Gaúcha Graça Craidy mostra, no Memorial do Ministério Público do RS, a partir desta terça-feira (11/02), 30 obras selecionadas de quatro séries de sua autoria sobre a temática

Para marcar os dez anos de seu trabalho contínuo de denúncia da violência contra a mulher, a artista visual gaúcha Graça Craidy selecionou 30 obras de suas várias coleções sobre o tema e expõe a coletânea no Memorial do Ministério Público, em Porto Alegre. Sob o título “Meu bem, meu mal”, a abertura será nesta terça-feira (11/02), às 17h, e a visitação irá até 11 de março, mês em que se comemora o Dia Internacional da Mulher (8/3).
No dia 10 de março, Graça e as promotoras de Justiça Angela Caren Dal Pos e Ivana Machado Moraes Battaglin debaterão o tema em evento organizado pelo coordenador técnico do Memorial do Ministério Público, o historiador Gunter Axt. Ivana é coordenadora do Centro de Apoio Operacional de Enfrentamento à Violência contra a Mulher, do MP do estado.
De “Até que a morte nos separe” a “Livrai-nos do Mal”
As obras montadas no centenário casarão que abriga o Memorial do MP, no Centro Histórico da capital, pertencem às séries “Até que a morte nos separe”, pinturas a partir de fotos das cenas dos crimes publicadas em jornais; “Livrai-nos do Mal”, que aponta as violências referidas na Lei Maria da Penha; “Feminicidas, o machismo que mata”, na qual homens são representados com revólveres no lugar do pênis; e “Estupro”, que retrata abuso cometido por homens contra uma mulher.
A primeira exposição da artista sobre a violência contra a mulher aconteceu em 2015, quando suas obras da série “Até que a morte nos separe” foram selecionadas para o Salão de Artes do Atelier Livre Xico Stockinger, onde estudava desenho e pintura. Na época, também expôs, no Dia da Mulher, no Centro Cultural Zona Sul.
Reconhecimento do sistema de Justiça e da academia
A seguir, Graça expôs a mesma série sobre feminicídio em instituições interessadas em aprofundar o debate do tema, como Memorial do Palácio da Justiça, Memorial da Justiça Federal, Memorial do TRF-4, Assembleia Legislativa, Pinacoteca da Associação dos Juízes (Ajuris), Memorial do TCE, e também em universidades, como FURG, da cidade de Rio Grande, UFPR - Campo Mourão (online). Na UFRGS (Universidade Federal do Rio Grande do Sul), foi convidada especial e, com três obras suas, integrou exposição feminista de uma turma de formandos de Museologia.
A dedicação da artista ao tema inspirou trabalho acadêmico de aluna da disciplina de Projetos Especiais do curso de Artes Visuais do Instituto de Artes da UFRGS. Outro reconhecimento foi uma obra de Graça ilustrou a capa do livro A Lei Maria da Penha na Justiça, da desembargadora Maria Berenice Dias. Na mídia, por exemplo, quando a redação do ENEM abordou a questão da violência contra a mulher, em 2015, pinturas da artista ilustraram a capa e quatro páginas do caderno DOC, do jornal Zero Hora.

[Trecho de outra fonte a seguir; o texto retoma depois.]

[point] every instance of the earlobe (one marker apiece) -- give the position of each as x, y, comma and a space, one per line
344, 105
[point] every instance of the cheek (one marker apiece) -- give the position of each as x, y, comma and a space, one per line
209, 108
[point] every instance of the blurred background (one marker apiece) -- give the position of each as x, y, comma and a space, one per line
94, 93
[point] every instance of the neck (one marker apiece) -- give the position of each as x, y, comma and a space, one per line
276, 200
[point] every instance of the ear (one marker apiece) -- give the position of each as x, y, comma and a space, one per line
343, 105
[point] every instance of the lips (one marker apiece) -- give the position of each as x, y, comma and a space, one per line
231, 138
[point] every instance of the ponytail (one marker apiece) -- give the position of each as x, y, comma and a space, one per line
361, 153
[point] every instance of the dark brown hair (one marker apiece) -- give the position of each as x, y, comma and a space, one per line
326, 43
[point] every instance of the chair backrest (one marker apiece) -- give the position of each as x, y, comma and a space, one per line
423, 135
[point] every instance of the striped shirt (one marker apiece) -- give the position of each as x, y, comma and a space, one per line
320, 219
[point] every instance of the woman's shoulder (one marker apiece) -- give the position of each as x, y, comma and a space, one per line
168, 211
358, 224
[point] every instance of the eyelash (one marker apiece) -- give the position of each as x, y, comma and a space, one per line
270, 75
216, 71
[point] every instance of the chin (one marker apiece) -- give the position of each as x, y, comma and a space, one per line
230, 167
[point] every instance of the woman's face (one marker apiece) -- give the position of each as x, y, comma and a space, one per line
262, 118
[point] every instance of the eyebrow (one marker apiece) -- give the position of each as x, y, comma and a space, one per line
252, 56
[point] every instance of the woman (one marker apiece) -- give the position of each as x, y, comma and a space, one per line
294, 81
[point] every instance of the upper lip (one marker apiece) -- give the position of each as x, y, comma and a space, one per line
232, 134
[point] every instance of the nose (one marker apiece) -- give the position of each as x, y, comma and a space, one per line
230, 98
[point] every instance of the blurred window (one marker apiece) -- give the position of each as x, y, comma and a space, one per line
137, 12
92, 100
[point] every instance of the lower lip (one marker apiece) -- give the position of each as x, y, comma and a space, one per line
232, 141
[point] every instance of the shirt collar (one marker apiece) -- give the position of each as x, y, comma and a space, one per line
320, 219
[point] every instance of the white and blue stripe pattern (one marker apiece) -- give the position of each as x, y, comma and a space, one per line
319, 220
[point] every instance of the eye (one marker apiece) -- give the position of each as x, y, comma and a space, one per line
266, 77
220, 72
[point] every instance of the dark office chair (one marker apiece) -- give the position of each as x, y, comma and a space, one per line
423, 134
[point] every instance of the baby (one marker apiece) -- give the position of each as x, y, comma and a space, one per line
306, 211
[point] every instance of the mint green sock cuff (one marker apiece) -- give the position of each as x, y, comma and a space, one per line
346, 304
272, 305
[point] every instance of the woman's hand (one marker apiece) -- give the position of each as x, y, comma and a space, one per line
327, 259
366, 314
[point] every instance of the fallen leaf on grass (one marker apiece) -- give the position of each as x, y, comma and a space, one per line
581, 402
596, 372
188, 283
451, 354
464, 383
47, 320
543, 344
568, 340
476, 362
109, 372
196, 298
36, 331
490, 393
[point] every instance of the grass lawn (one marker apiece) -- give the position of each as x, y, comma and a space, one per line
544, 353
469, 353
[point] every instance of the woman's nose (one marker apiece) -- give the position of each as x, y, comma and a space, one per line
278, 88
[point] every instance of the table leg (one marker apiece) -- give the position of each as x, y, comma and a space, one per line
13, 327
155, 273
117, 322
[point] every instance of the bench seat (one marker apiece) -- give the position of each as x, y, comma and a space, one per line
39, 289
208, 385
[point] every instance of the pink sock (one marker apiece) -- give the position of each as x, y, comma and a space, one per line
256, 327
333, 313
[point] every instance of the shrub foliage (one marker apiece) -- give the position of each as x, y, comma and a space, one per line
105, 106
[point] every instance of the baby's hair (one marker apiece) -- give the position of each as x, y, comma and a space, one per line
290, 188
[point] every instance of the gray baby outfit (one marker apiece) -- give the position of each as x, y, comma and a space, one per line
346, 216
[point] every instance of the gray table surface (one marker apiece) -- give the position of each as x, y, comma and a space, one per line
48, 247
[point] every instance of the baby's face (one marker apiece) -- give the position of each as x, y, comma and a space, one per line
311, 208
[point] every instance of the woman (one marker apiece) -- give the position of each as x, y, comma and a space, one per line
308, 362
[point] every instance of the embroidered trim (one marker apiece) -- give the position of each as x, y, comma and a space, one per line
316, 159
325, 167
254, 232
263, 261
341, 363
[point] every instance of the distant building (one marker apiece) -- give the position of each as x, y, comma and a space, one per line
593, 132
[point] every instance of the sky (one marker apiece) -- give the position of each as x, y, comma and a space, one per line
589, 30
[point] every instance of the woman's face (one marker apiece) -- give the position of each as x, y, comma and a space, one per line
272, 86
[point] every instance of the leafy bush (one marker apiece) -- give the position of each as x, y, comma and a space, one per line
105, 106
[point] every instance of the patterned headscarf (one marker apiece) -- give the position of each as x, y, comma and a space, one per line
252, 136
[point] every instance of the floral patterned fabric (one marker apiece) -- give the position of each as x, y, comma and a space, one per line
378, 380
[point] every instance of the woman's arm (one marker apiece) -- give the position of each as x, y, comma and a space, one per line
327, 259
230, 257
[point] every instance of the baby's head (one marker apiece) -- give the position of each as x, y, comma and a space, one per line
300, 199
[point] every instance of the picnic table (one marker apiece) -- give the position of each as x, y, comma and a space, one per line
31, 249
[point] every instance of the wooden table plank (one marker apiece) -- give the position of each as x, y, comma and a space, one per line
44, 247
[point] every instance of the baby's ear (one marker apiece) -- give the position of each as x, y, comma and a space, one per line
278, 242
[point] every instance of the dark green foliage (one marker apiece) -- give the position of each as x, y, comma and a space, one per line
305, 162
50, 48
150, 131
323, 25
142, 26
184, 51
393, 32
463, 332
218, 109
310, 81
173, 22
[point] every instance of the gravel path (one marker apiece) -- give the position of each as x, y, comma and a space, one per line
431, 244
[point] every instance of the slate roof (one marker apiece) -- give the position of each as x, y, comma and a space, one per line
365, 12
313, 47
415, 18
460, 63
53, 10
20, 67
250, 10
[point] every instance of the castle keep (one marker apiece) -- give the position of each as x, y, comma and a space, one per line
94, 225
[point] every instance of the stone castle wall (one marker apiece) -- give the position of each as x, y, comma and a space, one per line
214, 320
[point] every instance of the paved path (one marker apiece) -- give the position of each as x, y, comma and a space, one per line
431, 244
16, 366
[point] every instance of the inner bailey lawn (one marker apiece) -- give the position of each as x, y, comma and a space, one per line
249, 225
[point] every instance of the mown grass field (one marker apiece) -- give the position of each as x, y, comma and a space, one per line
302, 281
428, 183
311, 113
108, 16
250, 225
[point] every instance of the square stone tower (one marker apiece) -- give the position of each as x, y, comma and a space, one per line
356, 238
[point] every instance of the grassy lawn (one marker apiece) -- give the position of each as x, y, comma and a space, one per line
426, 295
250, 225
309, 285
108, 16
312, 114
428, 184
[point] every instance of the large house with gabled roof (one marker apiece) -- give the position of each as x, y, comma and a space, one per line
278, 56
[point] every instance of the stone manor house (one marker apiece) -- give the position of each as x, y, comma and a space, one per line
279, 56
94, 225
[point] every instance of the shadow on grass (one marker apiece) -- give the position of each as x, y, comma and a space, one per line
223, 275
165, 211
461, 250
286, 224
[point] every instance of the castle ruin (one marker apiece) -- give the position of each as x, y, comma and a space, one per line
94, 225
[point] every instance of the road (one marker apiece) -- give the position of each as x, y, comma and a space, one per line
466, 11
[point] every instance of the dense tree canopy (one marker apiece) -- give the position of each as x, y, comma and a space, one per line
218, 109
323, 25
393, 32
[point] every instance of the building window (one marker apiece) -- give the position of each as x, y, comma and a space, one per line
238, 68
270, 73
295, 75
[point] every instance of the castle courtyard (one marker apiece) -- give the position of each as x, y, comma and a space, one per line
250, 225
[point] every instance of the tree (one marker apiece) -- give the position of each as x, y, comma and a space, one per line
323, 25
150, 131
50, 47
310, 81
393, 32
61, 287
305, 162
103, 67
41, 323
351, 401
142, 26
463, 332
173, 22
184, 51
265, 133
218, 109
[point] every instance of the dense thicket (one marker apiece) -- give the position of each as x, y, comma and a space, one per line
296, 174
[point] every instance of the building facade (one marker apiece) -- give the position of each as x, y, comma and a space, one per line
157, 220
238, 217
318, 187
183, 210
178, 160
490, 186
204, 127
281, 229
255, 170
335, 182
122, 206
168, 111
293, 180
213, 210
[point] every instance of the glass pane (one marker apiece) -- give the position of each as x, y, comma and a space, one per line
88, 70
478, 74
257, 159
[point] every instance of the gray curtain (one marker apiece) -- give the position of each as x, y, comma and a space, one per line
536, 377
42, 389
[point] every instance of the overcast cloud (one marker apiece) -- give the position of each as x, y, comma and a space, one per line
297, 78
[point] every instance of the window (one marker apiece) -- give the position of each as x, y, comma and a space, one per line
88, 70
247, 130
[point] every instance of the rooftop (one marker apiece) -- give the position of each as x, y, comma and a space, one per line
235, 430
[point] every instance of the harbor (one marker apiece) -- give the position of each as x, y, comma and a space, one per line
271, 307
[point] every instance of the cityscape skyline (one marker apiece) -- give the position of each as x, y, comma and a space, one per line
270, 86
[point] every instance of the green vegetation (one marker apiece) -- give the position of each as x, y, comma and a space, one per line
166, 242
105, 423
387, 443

Explicando o termo feminicídio
"A palavra feminicídio ainda não era conhecida, tive que fazer um banner explicando o termo", lembra Graça. "Coloquei embaixo dos quadros a foto original da reportagem que inspirou a pintura, e o efeito foi devastador. Ao atinarem que aquele não era apenas o retrato de uma mulher dormindo, mas de uma mulher morta - e pior -, morta pelo marido ou pelo ex, as pessoas levavam um choque, queriam debater o assunto, entender o que se passava", relata.
"O assunto feminicídio passou das páginas policiais para o caderno de cultura. Em pouco tempo, expus mais de 10 vezes a mesma série. Todo mundo queria discutir feminicídio e, lamentavelmente, continua querendo, dado os números de feminicídio no Brasil, considerado hoje não mais apenas um caso de segurança, mas de saúde pública”, diz.
O nome da atual exposição, “Meu bem, meu mal”, é uma referência ao contexto onde geralmente acontecem os crimes: dentro do lar, diante dos filhos, na maioria das vezes, praticado pelo marido, companheiro, namorado ou ex que não aceita a separação, explica a artista, inconformada com a situação.
Livro
Além da exposição, a década de atividade da artista no combate à violência contra a mulher será marcada pelo livro de fotos das obras de “Meu bem, meu mal”. Editado no formato pocket, tem 28 páginas e um texto de apresentação escrito por Graça. Ela se diz “estarrecida, injuriada, furiosa”, com a “tragédia” do feminicídio, mas acredita que a arte pode sensibilizar pessoas com poder de interferir para a reversão do quadro. “Eu sei, a arte não pode impor igualdade, barrar o gesto nem conter o tiro. Mas quem é tocado pela arte pode”.
Trajetória
Graça Craidy, de 73 anos, já fez dezenas de exposições individuais e participou de diversas coletivas. Outra linha de trabalho importante que desenvolve une artes visuais e literatura. Montou as individuais “Clarices”, sobre Clarice Lispector e “Grande Sertão”, sobre o clássico de Guimarães Rosa, e idealizou e participou das coletivas “Autorias”, I e II, em que pintores gaúchos retrataram escritores. Ela já expôs em estados como São Paulo, Rio, Brasília; no exterior, já apresentou uma mostra individual na Itália, onde também fez cursos, em Roma e em Florença, assim como também estudou em Miami (EUA).

Crime autônomo
Em 2015, a figura do feminicídio foi introduzida no Código Penal pela Lei 13.104/2015 como qualificadora do crime de homicídio. Em outubro de 2024, foi sancionada a Lei 14.994, pela qual esse crime passou a ser autônomo, previsto no artigo 121-A do Código Penal. Com a alteração na tipificação elevou-se a pena aplicada a condenados em casos de assassinato de mulher por razões de gênero. Agora a pena varia de 20 a 40 anos de prisão.
PROGRAME-SE
O quê: exposição “Meu bem, meu mal”, de Graça Craidy
Quando: 11/02 (abertura, às 17h). Visitação até 11/03
Onde: Memorial do Ministério Público, Praça Marechal Deodoro, 110, esquina com Jerônimo Coelho
Horário: de 2ª a 5ª, das 8h às 19 h; às 6ªs, das 8h às 15h; sábado e domingo não abre.